The company has been locked in an intense chip-pricing battle with rival AMD (Charts), which last week issued a profit warning for the fourth quarter, sending its shares down nearly 10 percent while Intel's shares gained 1 percent that day.

The company's crucial gross margin reading dropped from 61.8 percent in fourth-quarter 2005 to 49.6 percent in the same quarter this year.

"Our gross margin is 11 points lower this year compared to the fourth quarter last year, primarily because of a lower average selling price for chips," Intel's CEO Paul Otellini told analysts on a webcast. "We continue to bring spending down as a percentage of revenue and are on target to generate savings of $2 billion in 2007."

He said the numerous price changes that Intel made in 2006 were more a result of new production introductions than pressure from competition.

"On the earnings call, (CEO Paul) Otellini broke down the average selling prices by market and said they're seeing increases everywhere except in desktop chips," said Freedman. "The fact that the average selling prices are up is a really good sign - it suggests people are buying high-performance processors."

Another analyst said that the results showed Intel looking strong in the competition with AMD.

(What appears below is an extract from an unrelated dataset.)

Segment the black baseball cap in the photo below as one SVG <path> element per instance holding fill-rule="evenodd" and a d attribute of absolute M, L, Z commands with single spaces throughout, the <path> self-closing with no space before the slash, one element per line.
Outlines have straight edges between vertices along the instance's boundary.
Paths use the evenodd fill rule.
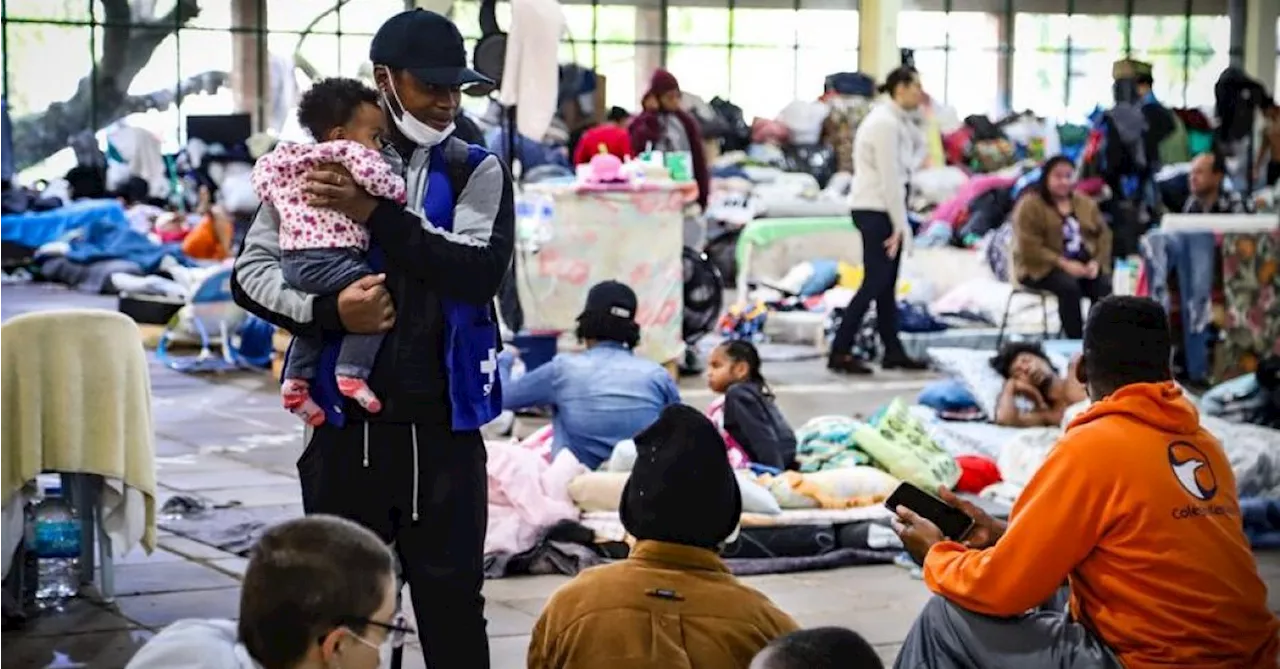
<path fill-rule="evenodd" d="M 374 65 L 407 70 L 432 86 L 493 84 L 467 67 L 467 50 L 458 26 L 425 9 L 411 9 L 387 19 L 369 45 L 369 60 Z"/>
<path fill-rule="evenodd" d="M 587 291 L 585 314 L 605 314 L 628 321 L 636 319 L 636 292 L 620 281 L 601 281 Z"/>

"When AMD pre-announced, the fear was that the price war was going to hurt both companies this quarter," said Raj Sharma, an analyst with Polestar Investment Research. "But we can see that Intel's gross margins have hung in. This quarter report tells me that its new products are working fine, and helping maintain margins. There is a price war, but AMD is losing, and it's Intel that's causing the pain."

He said that margin declines had been a big concern earlier in the year, but that was partly because Intel was selling its older chips cheaply in order to clear out inventory.

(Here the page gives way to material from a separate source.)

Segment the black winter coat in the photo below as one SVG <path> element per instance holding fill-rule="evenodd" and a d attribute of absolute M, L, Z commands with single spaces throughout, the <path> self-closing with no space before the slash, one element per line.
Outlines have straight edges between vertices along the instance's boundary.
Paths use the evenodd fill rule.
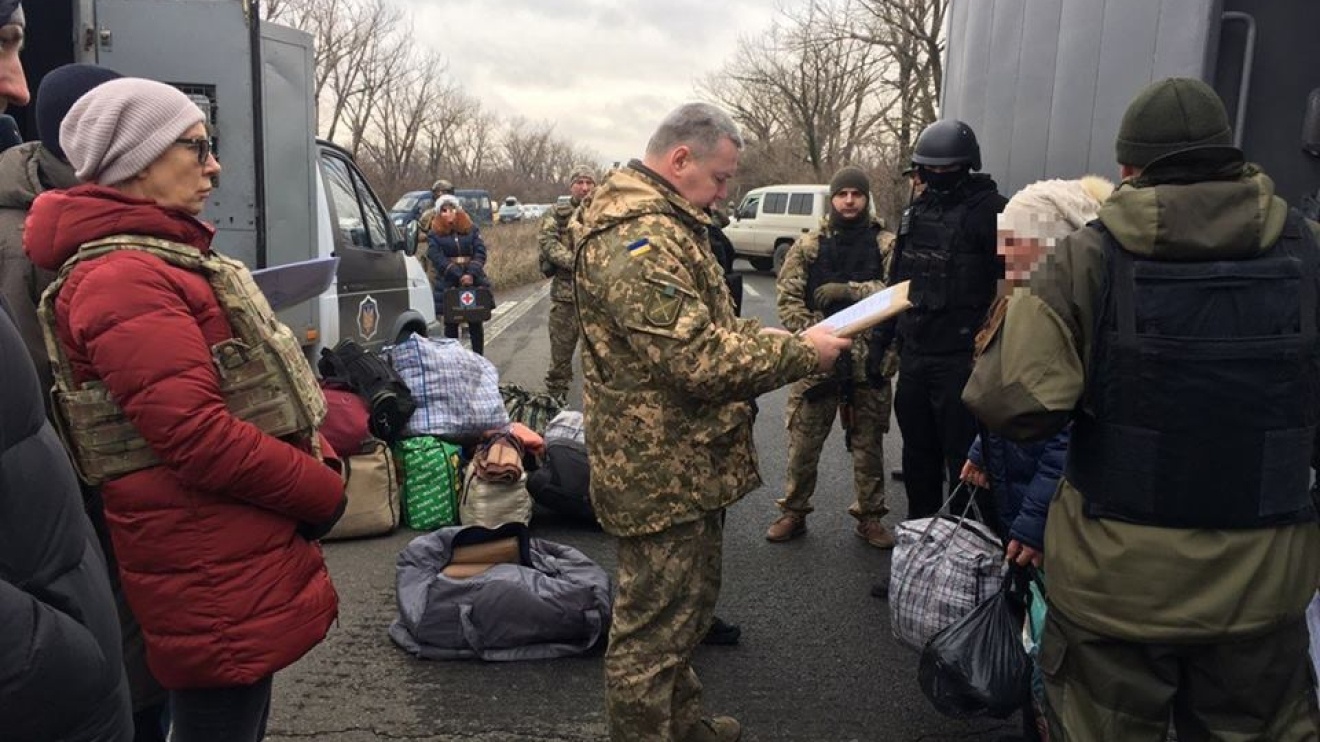
<path fill-rule="evenodd" d="M 0 410 L 0 739 L 130 740 L 105 559 L 2 302 Z"/>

"Clearly management is executing. The big growth driver in 2007 is going to be new products, and I think the company looks great on that front," he said. "I wouldn't be surprised if stock prices reached the high 20s by the end of the year."

Intel's stock was last at $30 in February of 2004.

Stock-option expenses also contributed to Intel's weaker earnings result this quarter.

This year saw Intel reducing the prices of its older chips and introducing powerful new lines. Management also decided in September to eliminate more than 10,000 jobs.

Shares of Intel (Charts) rose 0.8 percent during Nasdaq trade Tuesday, but fell 4.1 percent in after-hours trading after the earnings release.